From baby pics to basic info, parents need to be aware that companies are tracking their children
This story is part of Amy Bell's column Parental Guidance, which airs on CBC Radio One's The Early Edition.
Snapping photos of your kids — sometimes embarrassing ones — is a long-standing tradition for parents.
But as the digital age has taken over from the family scrapbooks, and more of our lives are lived online, what digital legacy are you leaving your kids? Are you guilty of what's been called "oversharenting"?
I opened up my Facebook account when my child was born in 2006. It seemed perfect to show everyone how deliriously adorable my daughter was.
But as both she and her brother have gotten older — and a lot wiser when it comes to being online — I've been called out a lot for what I've posted without asking. Despite my pleas of "but you had the cutest little tush!", the pictures that I find adorable, they find mortifying.
And now I'm under direct orders to receive explicit approval for all future kid-related posts, it's made me question the ways in which I share not only my offspring's images, but their information in general.
'Children tracked by companies from moment of conception'
From the moment you download that first app to monitor your pregnancy, your child has a digital footprint — and it's not just photos that people are after, it's information.
The Child/Data/Citizen project is based out of the U.K. but relies on a team from around the world to track how our lives — specifically our children's lives — are transformed by the production of "personally identifying digital data".
Information is big business for big companies, and your kids are one of their main suppliers.
"Children's data is collected. I'm talking about educational data, health data," says the project's lead researcher Dr. Veronica Barassi.
"Children are tracked by companies from the moment of conception."

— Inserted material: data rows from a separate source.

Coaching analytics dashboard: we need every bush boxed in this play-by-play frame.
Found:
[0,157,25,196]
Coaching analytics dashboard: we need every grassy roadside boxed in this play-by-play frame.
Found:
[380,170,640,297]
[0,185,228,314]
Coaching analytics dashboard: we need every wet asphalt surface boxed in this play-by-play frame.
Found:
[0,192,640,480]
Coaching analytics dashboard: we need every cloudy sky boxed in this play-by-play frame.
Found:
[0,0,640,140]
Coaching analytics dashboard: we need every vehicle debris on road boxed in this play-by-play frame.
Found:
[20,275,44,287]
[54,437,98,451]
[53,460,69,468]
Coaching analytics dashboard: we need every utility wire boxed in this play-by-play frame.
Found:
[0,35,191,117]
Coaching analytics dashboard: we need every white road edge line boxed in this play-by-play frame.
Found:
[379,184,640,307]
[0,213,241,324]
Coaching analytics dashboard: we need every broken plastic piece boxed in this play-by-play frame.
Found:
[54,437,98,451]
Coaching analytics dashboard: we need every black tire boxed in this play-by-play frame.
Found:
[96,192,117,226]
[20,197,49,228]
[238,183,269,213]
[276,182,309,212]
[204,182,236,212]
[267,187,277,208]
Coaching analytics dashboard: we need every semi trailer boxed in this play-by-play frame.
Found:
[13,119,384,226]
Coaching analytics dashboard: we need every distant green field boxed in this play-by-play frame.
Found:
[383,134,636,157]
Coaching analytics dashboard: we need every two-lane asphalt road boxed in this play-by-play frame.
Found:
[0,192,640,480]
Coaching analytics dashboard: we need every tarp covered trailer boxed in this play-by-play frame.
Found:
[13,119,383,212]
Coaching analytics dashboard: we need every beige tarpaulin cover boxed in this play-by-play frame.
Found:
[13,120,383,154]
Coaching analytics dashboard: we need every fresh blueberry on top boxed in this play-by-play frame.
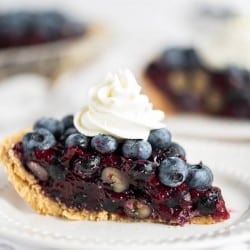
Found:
[196,188,221,216]
[62,115,74,130]
[122,140,152,160]
[152,142,186,163]
[187,163,213,190]
[159,157,188,187]
[166,142,186,159]
[34,118,64,138]
[91,134,118,154]
[65,133,89,148]
[22,128,56,152]
[148,128,171,149]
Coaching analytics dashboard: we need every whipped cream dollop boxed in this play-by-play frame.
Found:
[74,70,165,139]
[198,16,250,70]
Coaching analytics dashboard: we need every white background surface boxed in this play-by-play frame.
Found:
[0,0,250,249]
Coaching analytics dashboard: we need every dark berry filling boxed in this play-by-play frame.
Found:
[145,48,250,118]
[0,11,86,49]
[13,118,229,225]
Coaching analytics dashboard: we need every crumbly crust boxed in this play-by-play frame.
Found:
[0,130,216,224]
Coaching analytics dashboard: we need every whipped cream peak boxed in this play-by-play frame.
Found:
[74,70,165,139]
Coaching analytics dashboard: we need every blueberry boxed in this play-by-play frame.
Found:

'Giving away your most prized possession to the Internet'
But in this day and age, simply "going off the grid" isn't necessarily an option, or even what people want.
So how do we ensure the online legacy of our children is under their control?
"I always tell parents, if you, today, had to spend a dollar a day to use social media, would you? And the majority say no," says social media educator Jesse Miller, who helps companies, teachers and parents navigate the digital world, what motivates us to stay there, and at what cost.
"So if you're giving away your most prized possession to the Internet, just so it's a like … but you wouldn't spend a dollar, what are you doing?" she says.
Our kids are the first generation to grow up with their entire lives documented online for the masses, and we still need years to see how this could affect them in the future, both positively and negatively.
By letting them have more authority when it comes to what we share, it may make them more aware and respectful going forward. Not just about themselves but — perhaps just as importantly — what they share about others; the consent they ask for and then respect in kind.
Maybe they'll be the ones to stop this runaway data train in its tracks — and that might allow them to raise children who grow up knowing their embarrassing photos go no further then the family room.
And maybe "oversharenting" can be something embarrassing we leave behind as well.